Menjalankan mobil, aku memutar balik, menyetir dengan kecepatan yang terbilang lambat. Mobil yang kubawa kali ini hanya mobil biasa, bukan mobil yang mencolok, jadi semoga saja aku tidak dicurigai.
Mataku selalu melirik ke belakang, mencari mobil dengan nomor polisi yang sudah kuketahui.
Lama sekali sampai akhirnya aku melihat mobil tersebut di belakangku, terhalang 1 mobil angkutan umum dan 2 motor.
Mengubah ritme berkendara, aku menyetir dengan kecepatan standar, agar mobil tersebut masih dalam pengawasanku. Aku sudah hafal rute jalanan di sini, tidak ada persimpangan kecuali putar balik, jadi dipastikan mobil ini akan berjalan terus.
Saat sudah memasuki jalan besar ku lihat mobil itu tiba-tiba berhenti, kugunakan kesempatan ini untuk berbalik dan melaju menyamakan posisi dengan mobil tersebut namun berseberangan.
Turun dari mobil, ku lihat Bang Satrio keluar dari mobil itu dengan tangan terborgol, ia lalu memutari mobil menuju sisi yang lain.
Aku menyeberangi jalan, ketika aku sampai ku lihat Bang Satrio menyangga tubuh Dwika yang tiba-tiba ambruk.
"Bang!" Seruku.
"Thank God you're here! Come on, help me!"

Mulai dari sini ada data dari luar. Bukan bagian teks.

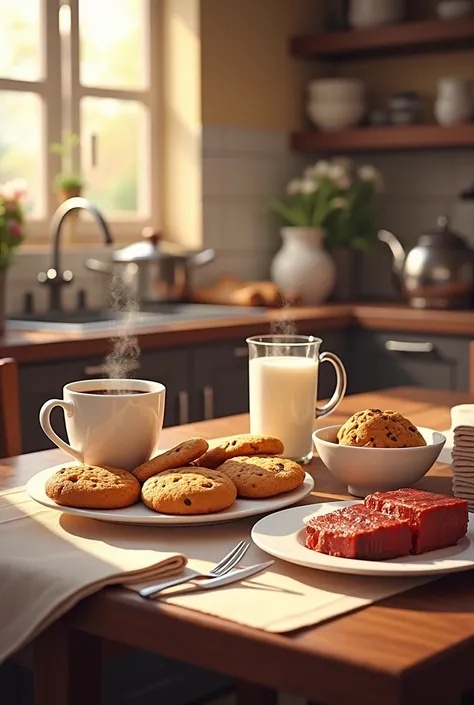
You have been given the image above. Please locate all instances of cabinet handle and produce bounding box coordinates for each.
[234,346,249,357]
[178,391,189,426]
[84,360,140,377]
[202,386,214,421]
[385,340,434,353]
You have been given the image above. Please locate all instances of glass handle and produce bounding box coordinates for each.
[178,390,189,426]
[316,352,347,419]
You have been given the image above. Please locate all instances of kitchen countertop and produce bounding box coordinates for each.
[4,303,474,363]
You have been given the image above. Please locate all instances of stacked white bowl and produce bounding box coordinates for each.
[307,78,366,132]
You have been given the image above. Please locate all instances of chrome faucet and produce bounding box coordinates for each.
[38,196,113,311]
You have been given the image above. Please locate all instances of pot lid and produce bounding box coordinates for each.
[419,215,470,250]
[112,228,186,262]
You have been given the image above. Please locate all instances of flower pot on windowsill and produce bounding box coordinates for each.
[271,227,336,306]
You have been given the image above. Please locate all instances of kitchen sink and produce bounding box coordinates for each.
[7,303,265,333]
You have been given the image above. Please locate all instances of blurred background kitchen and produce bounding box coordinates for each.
[0,0,474,315]
[0,0,474,451]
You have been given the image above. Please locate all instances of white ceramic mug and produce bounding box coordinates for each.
[39,379,166,470]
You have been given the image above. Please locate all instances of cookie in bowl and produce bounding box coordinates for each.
[313,416,446,497]
[337,409,426,448]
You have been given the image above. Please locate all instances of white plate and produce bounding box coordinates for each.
[26,463,314,526]
[252,502,474,577]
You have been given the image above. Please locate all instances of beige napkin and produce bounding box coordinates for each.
[0,482,436,657]
[0,489,186,663]
[46,497,436,632]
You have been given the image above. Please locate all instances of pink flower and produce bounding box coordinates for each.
[0,179,28,201]
[8,220,23,237]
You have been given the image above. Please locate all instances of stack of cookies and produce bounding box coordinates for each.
[133,435,304,514]
[45,435,305,515]
[451,425,474,512]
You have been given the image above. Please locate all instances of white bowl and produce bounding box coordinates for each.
[313,426,446,497]
[308,78,365,101]
[436,0,474,20]
[307,101,365,132]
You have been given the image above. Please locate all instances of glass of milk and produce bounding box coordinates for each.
[247,335,347,462]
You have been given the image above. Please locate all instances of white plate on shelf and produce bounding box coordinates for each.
[26,463,314,526]
[252,501,474,577]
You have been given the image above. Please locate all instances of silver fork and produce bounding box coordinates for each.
[140,541,250,597]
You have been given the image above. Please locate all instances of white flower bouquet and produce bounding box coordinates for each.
[272,157,382,250]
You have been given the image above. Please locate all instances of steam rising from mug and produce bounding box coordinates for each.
[105,273,140,379]
[270,298,298,346]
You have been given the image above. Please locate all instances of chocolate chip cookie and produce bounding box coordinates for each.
[45,465,140,509]
[133,438,209,483]
[142,467,237,514]
[218,455,304,498]
[337,409,426,448]
[196,434,284,468]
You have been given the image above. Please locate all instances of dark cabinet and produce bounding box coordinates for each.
[191,340,249,421]
[349,330,469,394]
[134,348,191,426]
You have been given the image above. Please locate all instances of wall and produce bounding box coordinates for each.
[196,0,323,283]
[201,0,323,131]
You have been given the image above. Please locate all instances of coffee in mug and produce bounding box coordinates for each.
[39,379,166,470]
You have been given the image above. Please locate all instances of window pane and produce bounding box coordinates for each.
[79,0,148,89]
[0,91,44,215]
[0,0,41,81]
[81,97,148,215]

Aku mendekat, bang Satrio membiarkanku menyangga Dwika karena ia sendiri pun terluka.
"You're good?"
"Fine, where's your car?!" Tanyanya sambil berusaha melepaskan borgol dari tangannya
"Pelan-pelan Bang, di mobil ada alat buat buka itu. Kita nyeberang, mobil gue di seberang." Kataku.

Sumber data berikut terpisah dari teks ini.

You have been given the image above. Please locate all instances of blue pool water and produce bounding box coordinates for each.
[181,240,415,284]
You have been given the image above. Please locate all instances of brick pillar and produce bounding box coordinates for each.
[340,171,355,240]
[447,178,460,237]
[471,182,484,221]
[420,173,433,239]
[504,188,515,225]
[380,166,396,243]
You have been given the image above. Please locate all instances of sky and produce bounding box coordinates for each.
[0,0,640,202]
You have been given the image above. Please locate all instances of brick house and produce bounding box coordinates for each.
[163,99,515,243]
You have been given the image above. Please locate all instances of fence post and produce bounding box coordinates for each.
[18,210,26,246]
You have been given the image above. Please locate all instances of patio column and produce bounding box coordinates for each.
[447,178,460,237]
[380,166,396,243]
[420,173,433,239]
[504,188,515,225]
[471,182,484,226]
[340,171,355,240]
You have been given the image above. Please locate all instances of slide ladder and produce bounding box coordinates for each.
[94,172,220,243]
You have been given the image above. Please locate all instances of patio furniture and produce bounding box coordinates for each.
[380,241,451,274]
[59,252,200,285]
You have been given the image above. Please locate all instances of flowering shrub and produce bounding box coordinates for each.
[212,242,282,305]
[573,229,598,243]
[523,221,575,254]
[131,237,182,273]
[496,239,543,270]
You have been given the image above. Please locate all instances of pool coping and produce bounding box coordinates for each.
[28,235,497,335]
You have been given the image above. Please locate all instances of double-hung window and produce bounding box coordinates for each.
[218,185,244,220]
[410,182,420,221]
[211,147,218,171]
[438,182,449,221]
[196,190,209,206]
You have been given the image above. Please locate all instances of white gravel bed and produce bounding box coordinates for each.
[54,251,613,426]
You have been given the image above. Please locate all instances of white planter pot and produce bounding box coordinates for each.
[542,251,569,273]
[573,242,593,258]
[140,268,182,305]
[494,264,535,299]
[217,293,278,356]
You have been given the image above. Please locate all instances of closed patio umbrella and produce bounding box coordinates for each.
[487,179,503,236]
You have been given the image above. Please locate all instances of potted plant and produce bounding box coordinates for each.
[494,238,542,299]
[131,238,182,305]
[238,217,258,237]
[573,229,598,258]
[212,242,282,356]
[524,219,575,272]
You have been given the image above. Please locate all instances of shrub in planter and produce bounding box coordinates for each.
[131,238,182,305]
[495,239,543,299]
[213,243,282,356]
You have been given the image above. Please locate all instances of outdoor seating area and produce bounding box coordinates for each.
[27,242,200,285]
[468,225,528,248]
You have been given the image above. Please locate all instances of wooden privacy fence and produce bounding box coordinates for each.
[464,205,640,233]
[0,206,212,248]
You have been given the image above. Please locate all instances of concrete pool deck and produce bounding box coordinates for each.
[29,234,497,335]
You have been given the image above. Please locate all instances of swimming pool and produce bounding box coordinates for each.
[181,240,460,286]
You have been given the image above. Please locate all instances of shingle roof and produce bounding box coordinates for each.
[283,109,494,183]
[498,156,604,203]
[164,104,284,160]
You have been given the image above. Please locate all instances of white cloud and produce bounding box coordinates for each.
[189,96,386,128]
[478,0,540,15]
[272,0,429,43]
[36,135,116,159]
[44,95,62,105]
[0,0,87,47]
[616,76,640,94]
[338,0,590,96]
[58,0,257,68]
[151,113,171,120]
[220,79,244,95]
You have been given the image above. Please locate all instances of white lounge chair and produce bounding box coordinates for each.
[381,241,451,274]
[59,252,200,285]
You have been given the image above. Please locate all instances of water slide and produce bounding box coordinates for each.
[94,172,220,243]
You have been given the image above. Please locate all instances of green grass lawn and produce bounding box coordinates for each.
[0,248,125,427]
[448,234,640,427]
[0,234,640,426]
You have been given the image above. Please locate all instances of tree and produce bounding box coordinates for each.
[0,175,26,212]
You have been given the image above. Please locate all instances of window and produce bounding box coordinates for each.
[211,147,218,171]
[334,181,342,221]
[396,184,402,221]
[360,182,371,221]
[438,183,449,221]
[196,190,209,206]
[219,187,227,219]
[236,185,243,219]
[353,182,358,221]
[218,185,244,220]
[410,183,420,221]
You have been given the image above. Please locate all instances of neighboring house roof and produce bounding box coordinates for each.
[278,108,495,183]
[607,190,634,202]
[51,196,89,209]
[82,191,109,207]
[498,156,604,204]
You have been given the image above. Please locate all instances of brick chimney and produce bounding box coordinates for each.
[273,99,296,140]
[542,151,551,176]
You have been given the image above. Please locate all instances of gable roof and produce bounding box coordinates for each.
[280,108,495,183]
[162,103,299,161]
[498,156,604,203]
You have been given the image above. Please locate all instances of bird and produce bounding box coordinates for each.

Aku langsung menggendong Dwika dengan kedua lenganku, ia tak sadarkan diri sementara kedua tangannya yang juga terborgol menggantung begitu saja.
"Seriusan? Lo naek mobil butut ini?"
"Eh kucrut, mobil jelek gini gak dicurigain!" Kataku seraya menjejalkan Dwika di jok belakang.
"Tau dari mana lo gue kemana?"
"Gak usah banyak tanya lo, kaya babu baru aja!" Seruku kesal, sambil membuka kuncian borgol dengan paperclip.
"Lo ngambek sama gue?"
"Lo gak mikir lo bakal mati apa? Gila-gila aja lo dateng ke tempat begitu sendirian, nganter nyawa lo?"
"Ya kan kalo gue mati, gue matinya bareng orang yang gue cinta gitu."
Aku memutar bola mataku. Baru kali ini aku melihat Bang Satrio sebegitu gak berdaya, gak ada niat melawan atau apapun.
"Terus gimana caranya lo nemuin gue?"
"I trust my feeling, I told you to do that, but what? You just did the opposite, so you end up like this, gosh! You officially defeat Romeo from the stupid boyfriend category."
"Gue baru tau lo bisa salty begitu Bran. sakit loh gue dengernya."
"Au amat ah!" Seruku lalu menjalankan mobil, memutar balik dan membawa dua sejoli yang gagal mati ini pulang ke rumah.